There is nothing much for you to maintain on SSDs since they should run TRIM on their own and with a significantly low seek time as compare to a mechanical drive, you will not experience any significant slowdowns after years of usage. Defragging does not work with SSDs because unlike mechanical drive that writes on any immediate empty space, data written to SSD gets allocated by the SSD controller and could be anywhere on the drive (my understanding is quite shallow here).
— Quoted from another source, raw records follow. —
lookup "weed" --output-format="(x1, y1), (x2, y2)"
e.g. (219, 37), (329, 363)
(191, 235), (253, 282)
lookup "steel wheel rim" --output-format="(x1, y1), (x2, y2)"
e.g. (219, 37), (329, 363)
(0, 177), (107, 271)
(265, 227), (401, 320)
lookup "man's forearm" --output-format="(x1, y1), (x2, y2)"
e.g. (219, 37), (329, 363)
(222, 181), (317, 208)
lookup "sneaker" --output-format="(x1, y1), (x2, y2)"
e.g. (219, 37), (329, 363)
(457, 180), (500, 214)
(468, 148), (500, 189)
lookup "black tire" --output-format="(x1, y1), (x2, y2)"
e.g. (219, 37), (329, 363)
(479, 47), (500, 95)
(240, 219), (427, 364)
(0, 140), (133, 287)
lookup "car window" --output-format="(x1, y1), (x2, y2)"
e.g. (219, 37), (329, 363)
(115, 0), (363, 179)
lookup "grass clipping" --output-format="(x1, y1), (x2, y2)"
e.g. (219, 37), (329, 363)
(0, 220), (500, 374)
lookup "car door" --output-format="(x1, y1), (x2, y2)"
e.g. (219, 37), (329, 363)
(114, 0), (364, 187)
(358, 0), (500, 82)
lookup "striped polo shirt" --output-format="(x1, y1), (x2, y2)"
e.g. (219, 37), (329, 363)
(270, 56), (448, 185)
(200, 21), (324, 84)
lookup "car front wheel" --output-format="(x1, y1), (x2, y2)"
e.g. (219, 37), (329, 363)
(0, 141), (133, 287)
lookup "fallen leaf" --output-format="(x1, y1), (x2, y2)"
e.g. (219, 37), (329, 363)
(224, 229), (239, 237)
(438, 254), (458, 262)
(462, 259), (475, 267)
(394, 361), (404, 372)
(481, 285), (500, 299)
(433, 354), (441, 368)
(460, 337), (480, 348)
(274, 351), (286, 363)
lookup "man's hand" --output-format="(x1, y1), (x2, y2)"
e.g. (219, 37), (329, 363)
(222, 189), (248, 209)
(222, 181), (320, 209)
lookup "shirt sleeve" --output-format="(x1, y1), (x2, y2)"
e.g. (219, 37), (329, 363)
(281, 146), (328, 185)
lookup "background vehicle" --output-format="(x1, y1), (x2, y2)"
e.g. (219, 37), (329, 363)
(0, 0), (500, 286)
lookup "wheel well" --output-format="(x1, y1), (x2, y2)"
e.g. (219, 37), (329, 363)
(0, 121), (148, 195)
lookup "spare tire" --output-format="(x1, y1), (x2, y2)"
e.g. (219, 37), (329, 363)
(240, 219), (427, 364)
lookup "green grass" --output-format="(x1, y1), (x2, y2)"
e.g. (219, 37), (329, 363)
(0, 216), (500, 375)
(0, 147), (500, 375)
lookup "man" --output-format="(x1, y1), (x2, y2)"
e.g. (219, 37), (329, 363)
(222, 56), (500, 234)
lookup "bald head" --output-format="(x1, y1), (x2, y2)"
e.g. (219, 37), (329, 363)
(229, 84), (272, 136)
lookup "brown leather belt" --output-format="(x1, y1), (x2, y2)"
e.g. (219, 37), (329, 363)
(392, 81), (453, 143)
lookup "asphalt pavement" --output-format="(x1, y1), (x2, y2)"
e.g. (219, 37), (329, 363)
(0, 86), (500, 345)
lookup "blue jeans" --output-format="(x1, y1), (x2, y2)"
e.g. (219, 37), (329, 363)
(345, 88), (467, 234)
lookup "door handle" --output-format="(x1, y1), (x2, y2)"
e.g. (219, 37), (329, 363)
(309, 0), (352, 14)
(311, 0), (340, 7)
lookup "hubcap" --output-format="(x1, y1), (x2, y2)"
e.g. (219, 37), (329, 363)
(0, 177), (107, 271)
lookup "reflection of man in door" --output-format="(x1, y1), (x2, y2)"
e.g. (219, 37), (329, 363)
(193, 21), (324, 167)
Defragging your SSD will also kill it faster with the unnecessary writes.
Yes, I only defrag mechanical drives with OS.
The following are mechanical drives:
1) Self D.I.Y. Gaming PC - i7-3770k, VelociRaptor(DHTZ) 1TB 10kRPM SATA HDD, Windows 7 Pro 64-bit
2) Self D.I.Y. Kids' PC - Intel Core2Duo E8400, Western Digital VelociRaptor(HLFS) 150GB 10kRPM SATA HDD 16MB, Windows 7 Pro 64-bit
3) Notebook - Acer 1820PTZ Tablet(touchscreen): Intel® Pentium® processor SU4100, 500 GB HDD, Windows® 7 Home Premium 64-bit
4) Notebook - Dell Vostro 3750, Intel Core i5-2410M, 500GB 7200rpm SATAII hard-disk, Windows 7 Pro 64-bit
The following is SSD with OS:
1) Notebook - Dell Latitude E5450, Intel® Core™ i5-5300U, 16GB DDR3L rams, Samsung PM871 SSD 256GB, Windows 10 Pro 64-bit
The following is Hybrid SSHD:
1) Notebook - Dell Inspiron 14 7447, Intel® Core™ i7-4710HQ, 8GB DDR3L rams, Seagate 1TB 5400rpm Hybrid SSHD 2.5" SATA 6.0Gb/s Hard Drive 8GB SSD, Windows 10 Pro 64-bit
I believe for Hybrid SSHD, I need to defrag right?